Tensione tra Irene Pivetti e Francesca Fagnani a Belve, e il destino di Tg2 Post
Articolo Precedente
Articolo Successivo
Redazione Cultura e Spettacolo
-
In un confronto televisivo che ha mescolato passato politico, vicende personali e percorsi professionali, l'intervista di Francesca Fagnani a Irene Pivetti nella puntata di "Belve" ha generato un dialogo intenso, punteggiato da momenti di frizione. La trasmissione, che fa della schiettezza il suo marchio di fabbrica, ha visto l'ex presidente della Camera affrontare, con toni a volte accesi, questioni che spaziano dalla sfera privata alle esperienze professionali, senza sottrarsi a quelle domande che toccano anche aspetti più controversi del suo percorso. La Pivetti, la cui carriera ha attraversato la politica e poi il mondo della comunicazione, ha risposto alle sollecitazioni della conduttrice, definendo il mestiere televisivo con un'immagine che ha colpito: ha accennato, infatti, all'idea di essersi talvolta "vestita da Catwoman", una metafora che racchiude le diverse maschere richieste dalla professione.
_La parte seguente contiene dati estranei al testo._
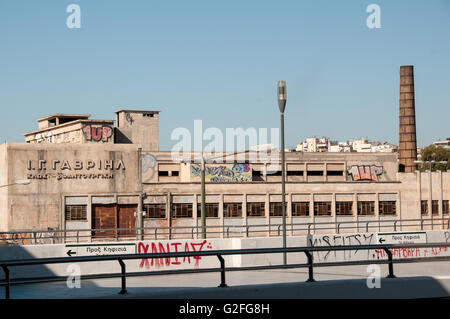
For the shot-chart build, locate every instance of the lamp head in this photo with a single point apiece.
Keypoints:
(282, 95)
Il confronto in studio tra Fagnani e Pivetti
Mentre le telecamere di Rai2 riprendevano lo scambio, uno dei passaggi più significativi ha riguardato la sfera dei sentimenti e della fede, dove l'ospite ha parlato della propria visione del matrimonio, nonostante le circostanze della vita. "Il sesso è una cosa meravigliosa, ma mi considero ancora sposata davanti a Dio", ha dichiarato, aggiungendo di affidarsi a una preghiera per chiedere di non essere "indotta in tentazione", pur ammettendo, con un realismo che non cerca scuse, di essere talvolta caduta in quella stessa tentazione. Queste riflessioni, che si intrecciano con un percorso di vita complesso, hanno mostrato un lato personale e vulnerabile, offrendo uno spaccato che va al di là della semplice cronaca televisiva e che si collega, per certi versi, a una narrazione più ampia di caduta e riscatto, dalla quale emergono anche impegni di carattere sociale.
Le difficoltà di ascolto di Tg2 Post
In un contesto aziendale dove gli indici di gradimento determinano spesso le sorti dei programmi, un'altra produzione Rai sta vivendo una fase di grande incertezza. Si tratta di "Tg2 Post", la rubrica di approfondimento che segue il telegiornale della sera; la sua collocazione, da tempo considerata strategica per trainare il palinsesto successivo, è ora messa in discussione a causa di performance d'ascolto giudicate insoddisfacenti. I dati dello share, che per diverse settimane hanno segnato valori al di sotto della soglia del 2%, hanno allertato i vertici dell'azienda, i quali stanno valutando se procedere con una chiusura definitiva o con un suo eventuale spostamento in un'orario differente, meno esposto alla concorrenza.
Il futuro di un format in bilico
Le voci che circolano in Viale Mazzini dipingono un quadro di apprensione per il destino del programma condotto da Monica Giandotti, il cui format di approfondimento non sta reggendo l'urto degli ascolti. La discussione interna, che ormai va avanti da tempo, verte proprio sulla sostenibilità di mantenere in onda una trasmissione i cui numeri, persistentemente bassi, non ne giustificano più la posizione di rilievo. Se ne trae l'immagine di un'azienda pubblica costretta a fare i conti con le logiche impietose dell'auditel, dove anche gli spazi di informazione più consolidati devono dimostrare la propria vitalità per sopravvivere alle riorganizzazioni di palinsesto.